How far will someone push themselves to be big in the mukbang community? (Credit: YouTube)

How far will someone push themselves to be big in the mukbang community? (Credit: YouTube)


août 7, 2024   5 mins

Peu de temps avant sa mort, Pan Xiaoting a été transportée d’urgence à l’hôpital. La jeune femme de 24 ans, obèse morbide et « influenceuse », souffrait de saignements gastro-intestinaux suite à un défi alimentaire, l’un des nombreux défis qu’elle diffusait en direct à des milliers de fans. Pourtant, intrépide, elle était de retour à la table quelques jours plus tard, promettant à ses followers qu’elle mangerait 10 kg de nourriture d’un seul coup. La déchirure de l’estomac qui l’a ensuite tuée en direct était inévitable.

Qu’est-ce qui a poussé une jeune femme à se manger jusqu’à la mort devant des légions de spectateurs ? En un mot : le mukbang. Expression coréenne pour « émission alimentaire », c’est une tendance qui a émergé au début des années 2010 et qui a explosé dans la culture populaire. Ces vidéos sont une fusion des genres préférés de YouTube : routines (« préparez-vous avec moi » ; « ce que je mange dans une journée »), ASMR (bruits texturaux d’aspiration, de grésillement, croquants), unboxing (tester et évaluer des produits) et food porn ( se passe d’explication ). Elles sont à la fois horrifiantes et impressionnantes – mettant souvent en scène de jolies jeunes femmes asiatiques au maquillage de poupée se délectant de victuailles assez nauséabondes. Les vidéos sont, inévitablement, saturées d’imaginaire pornographique.
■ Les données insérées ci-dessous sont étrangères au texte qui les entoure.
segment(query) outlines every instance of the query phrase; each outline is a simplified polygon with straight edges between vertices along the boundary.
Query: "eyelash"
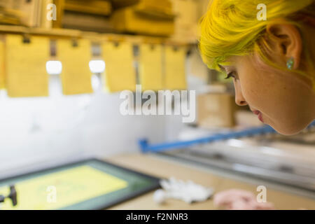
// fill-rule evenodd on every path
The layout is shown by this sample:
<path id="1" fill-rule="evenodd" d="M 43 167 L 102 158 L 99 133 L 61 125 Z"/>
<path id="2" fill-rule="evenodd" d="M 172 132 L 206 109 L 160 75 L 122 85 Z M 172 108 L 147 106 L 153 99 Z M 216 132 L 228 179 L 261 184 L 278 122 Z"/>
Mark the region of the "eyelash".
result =
<path id="1" fill-rule="evenodd" d="M 234 78 L 236 78 L 235 76 L 233 75 L 233 74 L 234 74 L 234 73 L 235 73 L 234 71 L 230 72 L 229 74 L 227 74 L 227 76 L 226 76 L 226 78 L 225 79 L 229 79 L 231 77 L 233 77 Z"/>

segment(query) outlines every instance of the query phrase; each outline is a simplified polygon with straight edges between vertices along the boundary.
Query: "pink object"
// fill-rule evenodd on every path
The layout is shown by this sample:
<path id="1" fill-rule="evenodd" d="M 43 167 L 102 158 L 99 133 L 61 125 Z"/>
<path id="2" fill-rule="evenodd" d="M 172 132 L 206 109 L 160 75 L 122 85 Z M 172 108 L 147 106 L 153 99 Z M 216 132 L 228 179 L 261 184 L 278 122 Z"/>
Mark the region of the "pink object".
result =
<path id="1" fill-rule="evenodd" d="M 258 202 L 251 192 L 231 189 L 220 192 L 214 195 L 214 205 L 228 210 L 272 210 L 274 205 L 270 202 Z"/>

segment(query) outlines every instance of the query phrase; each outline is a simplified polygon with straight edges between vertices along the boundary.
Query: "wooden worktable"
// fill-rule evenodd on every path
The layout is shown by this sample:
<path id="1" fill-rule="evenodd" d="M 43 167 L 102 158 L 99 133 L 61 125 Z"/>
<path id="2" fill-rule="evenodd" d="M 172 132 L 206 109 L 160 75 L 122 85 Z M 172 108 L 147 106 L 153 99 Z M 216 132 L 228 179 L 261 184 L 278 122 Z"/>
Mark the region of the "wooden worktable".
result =
<path id="1" fill-rule="evenodd" d="M 216 192 L 231 188 L 239 188 L 253 192 L 257 195 L 256 188 L 260 184 L 236 180 L 214 174 L 205 171 L 172 162 L 162 158 L 141 154 L 130 154 L 115 156 L 106 160 L 138 172 L 160 178 L 174 176 L 182 180 L 191 180 L 204 186 L 214 188 Z M 266 186 L 265 184 L 265 186 Z M 315 200 L 310 197 L 267 187 L 267 200 L 275 205 L 276 209 L 315 209 Z M 184 202 L 168 200 L 166 204 L 159 205 L 153 200 L 153 192 L 113 206 L 111 209 L 216 209 L 211 199 L 204 202 L 188 204 Z"/>

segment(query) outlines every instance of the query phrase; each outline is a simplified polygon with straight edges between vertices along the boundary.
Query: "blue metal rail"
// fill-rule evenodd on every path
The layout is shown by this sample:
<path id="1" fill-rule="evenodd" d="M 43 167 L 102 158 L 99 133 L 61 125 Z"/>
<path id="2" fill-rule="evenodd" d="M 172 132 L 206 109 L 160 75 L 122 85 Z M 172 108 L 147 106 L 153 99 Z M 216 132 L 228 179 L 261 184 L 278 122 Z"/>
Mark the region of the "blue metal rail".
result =
<path id="1" fill-rule="evenodd" d="M 315 121 L 308 128 L 315 127 Z M 228 133 L 216 134 L 206 137 L 199 138 L 188 141 L 178 141 L 174 142 L 163 143 L 149 145 L 146 139 L 139 141 L 141 150 L 143 153 L 162 152 L 177 148 L 183 148 L 196 144 L 202 144 L 216 141 L 223 141 L 230 139 L 239 139 L 242 137 L 254 136 L 270 133 L 276 133 L 276 131 L 270 126 L 249 128 L 241 131 L 230 132 Z"/>

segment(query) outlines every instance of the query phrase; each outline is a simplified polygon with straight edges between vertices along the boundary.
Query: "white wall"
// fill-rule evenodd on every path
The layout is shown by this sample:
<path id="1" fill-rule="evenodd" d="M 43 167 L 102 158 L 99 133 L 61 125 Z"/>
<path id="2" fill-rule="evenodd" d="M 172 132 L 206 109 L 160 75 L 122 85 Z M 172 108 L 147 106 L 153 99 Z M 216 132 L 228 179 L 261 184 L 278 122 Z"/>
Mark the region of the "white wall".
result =
<path id="1" fill-rule="evenodd" d="M 137 141 L 164 141 L 161 116 L 122 116 L 119 94 L 64 96 L 52 76 L 50 97 L 9 98 L 0 92 L 0 176 L 83 157 L 139 150 Z"/>

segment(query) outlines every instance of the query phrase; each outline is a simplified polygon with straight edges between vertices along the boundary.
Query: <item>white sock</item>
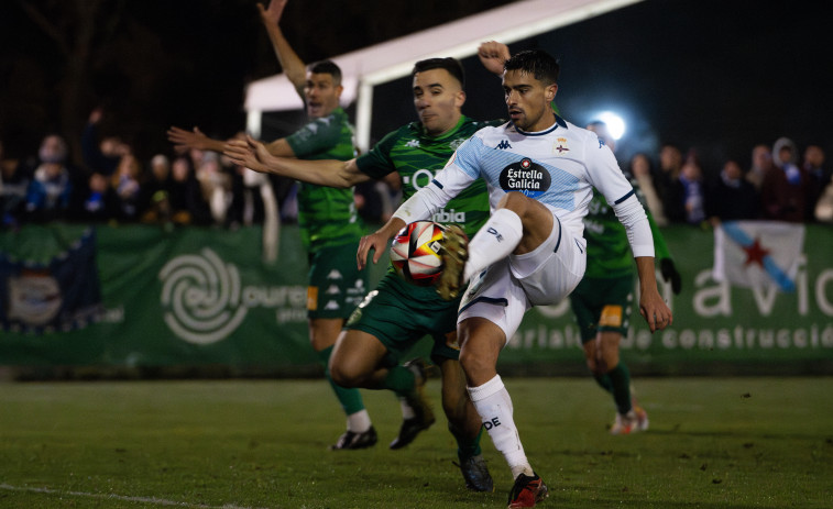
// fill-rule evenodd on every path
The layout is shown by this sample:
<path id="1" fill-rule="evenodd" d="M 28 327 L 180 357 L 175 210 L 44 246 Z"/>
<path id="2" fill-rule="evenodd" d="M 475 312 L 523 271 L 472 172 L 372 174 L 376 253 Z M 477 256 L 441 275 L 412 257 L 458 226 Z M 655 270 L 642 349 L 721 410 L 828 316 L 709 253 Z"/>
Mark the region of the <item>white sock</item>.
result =
<path id="1" fill-rule="evenodd" d="M 370 430 L 370 413 L 366 409 L 359 410 L 347 417 L 347 429 L 353 433 L 364 433 Z"/>
<path id="2" fill-rule="evenodd" d="M 399 407 L 402 407 L 403 419 L 414 419 L 416 417 L 416 413 L 414 413 L 414 408 L 410 405 L 408 405 L 407 399 L 399 398 Z"/>
<path id="3" fill-rule="evenodd" d="M 500 375 L 479 387 L 469 387 L 469 396 L 480 419 L 492 438 L 497 451 L 506 458 L 512 469 L 512 477 L 520 473 L 533 475 L 533 467 L 526 460 L 524 446 L 512 419 L 513 408 L 509 392 L 503 386 Z"/>
<path id="4" fill-rule="evenodd" d="M 469 261 L 463 270 L 463 281 L 512 254 L 523 235 L 524 224 L 518 214 L 509 209 L 495 210 L 469 243 Z"/>

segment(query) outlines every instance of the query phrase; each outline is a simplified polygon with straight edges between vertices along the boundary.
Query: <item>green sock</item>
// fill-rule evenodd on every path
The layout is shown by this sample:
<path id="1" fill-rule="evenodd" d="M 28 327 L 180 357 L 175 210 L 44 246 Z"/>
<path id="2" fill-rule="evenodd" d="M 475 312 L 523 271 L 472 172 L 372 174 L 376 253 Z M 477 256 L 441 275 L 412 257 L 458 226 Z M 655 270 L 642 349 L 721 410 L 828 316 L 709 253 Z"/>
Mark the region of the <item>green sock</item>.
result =
<path id="1" fill-rule="evenodd" d="M 483 451 L 480 449 L 480 438 L 483 435 L 483 427 L 480 427 L 480 431 L 474 436 L 464 436 L 464 434 L 458 430 L 450 422 L 448 423 L 448 430 L 457 440 L 457 457 L 463 461 L 465 457 L 476 456 Z"/>
<path id="2" fill-rule="evenodd" d="M 599 387 L 603 388 L 607 392 L 613 392 L 613 384 L 611 383 L 611 377 L 607 376 L 606 373 L 602 375 L 593 373 L 593 379 L 595 379 L 596 384 L 599 384 Z"/>
<path id="3" fill-rule="evenodd" d="M 332 346 L 329 346 L 316 353 L 318 354 L 318 359 L 324 364 L 324 375 L 325 377 L 327 377 L 327 381 L 330 383 L 330 387 L 332 387 L 333 392 L 336 392 L 336 398 L 338 398 L 339 403 L 341 403 L 341 408 L 344 410 L 344 414 L 350 416 L 358 411 L 364 410 L 364 401 L 362 401 L 362 395 L 361 392 L 359 392 L 359 389 L 348 389 L 332 381 L 329 368 Z"/>
<path id="4" fill-rule="evenodd" d="M 631 372 L 623 363 L 607 372 L 613 386 L 613 400 L 616 402 L 616 410 L 620 413 L 631 411 Z"/>
<path id="5" fill-rule="evenodd" d="M 414 372 L 404 366 L 394 366 L 387 370 L 382 387 L 393 390 L 397 396 L 406 396 L 414 390 L 416 379 Z"/>

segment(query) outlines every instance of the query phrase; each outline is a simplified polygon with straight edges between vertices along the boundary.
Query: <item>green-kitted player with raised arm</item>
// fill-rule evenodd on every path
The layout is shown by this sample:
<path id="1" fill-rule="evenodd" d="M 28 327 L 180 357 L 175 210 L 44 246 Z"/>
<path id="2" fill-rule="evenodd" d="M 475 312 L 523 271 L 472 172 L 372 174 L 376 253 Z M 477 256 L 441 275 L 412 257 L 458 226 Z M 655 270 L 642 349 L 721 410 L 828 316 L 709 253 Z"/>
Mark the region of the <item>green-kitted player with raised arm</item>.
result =
<path id="1" fill-rule="evenodd" d="M 295 54 L 277 25 L 285 4 L 285 0 L 278 0 L 271 2 L 268 9 L 260 4 L 259 8 L 278 60 L 304 99 L 310 121 L 295 133 L 268 143 L 266 150 L 274 155 L 300 159 L 352 159 L 355 156 L 353 129 L 339 104 L 343 90 L 341 69 L 330 60 L 307 67 Z M 222 152 L 226 146 L 224 141 L 209 139 L 198 129 L 171 128 L 167 134 L 178 150 Z M 377 438 L 361 394 L 355 388 L 335 384 L 328 368 L 341 328 L 368 291 L 368 275 L 355 267 L 355 250 L 364 225 L 357 213 L 351 188 L 333 189 L 306 182 L 298 186 L 298 223 L 309 261 L 309 341 L 347 414 L 347 431 L 331 449 L 370 447 Z"/>
<path id="2" fill-rule="evenodd" d="M 593 122 L 588 130 L 599 135 L 600 143 L 611 151 L 615 142 L 602 122 Z M 654 221 L 636 179 L 631 184 L 643 202 L 651 234 L 656 258 L 664 279 L 671 281 L 675 294 L 680 292 L 680 275 L 675 267 L 662 234 Z M 616 418 L 611 434 L 628 434 L 648 429 L 648 413 L 631 394 L 631 373 L 620 358 L 620 343 L 627 335 L 631 312 L 635 306 L 634 279 L 636 266 L 622 225 L 613 208 L 598 190 L 593 190 L 588 214 L 584 217 L 584 239 L 588 242 L 588 264 L 584 277 L 570 294 L 584 348 L 588 368 L 596 383 L 613 396 Z"/>

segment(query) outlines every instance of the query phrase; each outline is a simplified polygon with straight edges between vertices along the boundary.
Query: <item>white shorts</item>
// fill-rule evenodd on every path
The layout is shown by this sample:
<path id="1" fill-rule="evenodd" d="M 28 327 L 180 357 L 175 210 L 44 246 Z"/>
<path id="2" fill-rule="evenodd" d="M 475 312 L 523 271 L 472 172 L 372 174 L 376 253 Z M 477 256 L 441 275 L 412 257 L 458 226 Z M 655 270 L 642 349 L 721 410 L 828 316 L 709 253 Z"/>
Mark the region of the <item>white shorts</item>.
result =
<path id="1" fill-rule="evenodd" d="M 457 322 L 485 318 L 500 327 L 506 341 L 533 306 L 563 300 L 584 276 L 585 242 L 552 214 L 552 232 L 535 251 L 509 255 L 472 278 L 460 302 Z"/>

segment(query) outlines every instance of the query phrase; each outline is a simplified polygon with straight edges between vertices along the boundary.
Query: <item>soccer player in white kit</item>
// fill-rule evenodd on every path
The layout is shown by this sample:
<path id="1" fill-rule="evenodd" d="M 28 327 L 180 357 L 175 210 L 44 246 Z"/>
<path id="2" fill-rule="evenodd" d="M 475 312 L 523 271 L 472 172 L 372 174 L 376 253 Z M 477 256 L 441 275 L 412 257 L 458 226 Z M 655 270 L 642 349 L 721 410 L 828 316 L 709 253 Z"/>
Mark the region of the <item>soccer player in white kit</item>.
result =
<path id="1" fill-rule="evenodd" d="M 648 327 L 654 332 L 672 321 L 657 289 L 654 241 L 633 187 L 595 133 L 550 108 L 558 71 L 556 59 L 540 49 L 506 60 L 503 88 L 511 121 L 463 143 L 429 186 L 362 239 L 358 253 L 360 267 L 371 250 L 379 261 L 405 224 L 430 218 L 474 179 L 486 181 L 493 213 L 468 247 L 460 232 L 447 232 L 437 289 L 452 298 L 470 281 L 458 318 L 460 363 L 474 407 L 515 478 L 509 508 L 535 507 L 547 497 L 547 486 L 527 461 L 512 400 L 497 375 L 497 356 L 527 309 L 559 302 L 581 280 L 587 262 L 582 218 L 592 187 L 627 230 L 639 275 L 639 310 Z"/>

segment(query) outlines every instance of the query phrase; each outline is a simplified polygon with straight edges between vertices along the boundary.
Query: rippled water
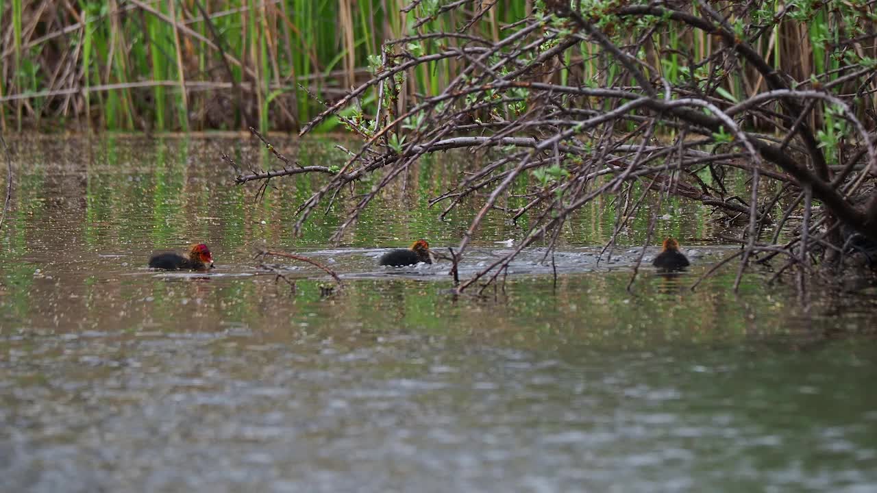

Pour les jeunes femmes, il y a une fascination morbide à regarder des gens dévorer d’énormes quantités de la pire nourriture qui soit ; je me réveille régulièrement le dimanche matin avec la gueule de bois pour regarder Becki Jones et Abby Taylor Bannigan engloutir trois McDeliveries pendant que ma bouilloire chauffe. C’est une sorte d’abandon libérateur pour ceux d’entre nous qui cherchent instinctivement à restreindre notre alimentation. Ma période de visionnage la plus intense a été ma première année d’université quand, affaiblie par mes propres problèmes alimentaires, je restais au lit en salivant devant des vidéos de fromage, de pommes de terre, de gâteaux, de cookies, de burgers. C’est là le problème de se priver de nourriture : cela finit par devenir votre fixation principale. D’où la popularité croissante du mukbang ; il est profondément enraciné dans notre culture des troubles alimentaires, alimenté par le sacrilège excitant de la boulimie pour des adolescents bourrés de complexes. Les filles qui parcouraient autrefois Tumblr à la recherche de citations de Kate Moss regardent maintenant, en se cachant à moitié, des TikToks de Plus Size Park Hoppers, qui visitent les restaurants de Disneyland en essayant de se glisser dans les sièges. Le revers de la médaille est, s’il en est, plus séduisant – avec de véritables créateurs anorexiques et des mannequins émaciés qui font la promotion agressive du « manger sainement » et qui envoient des cohortes de followers dans des centres de désintoxication.

Le mukbang va cependant au-delà des adolescents qui ont des comportements étranges vis-à-vis de la nourriture. Quelque chose de différent, de boosté, de suffisamment puissant pour préparer le terrain à la mort d’une jeune femme de 24 ans par ailleurs en bonne santé. Pour découvrir ce qui le motive, il suffit de voir où va l’argent. Les revenus publicitaires de YouTube, ou les profits du fonds de créateurs de TikTok, sont notoirement bas – et commander tous ces plats à emporter coûte cher. Alors qui paie la note ?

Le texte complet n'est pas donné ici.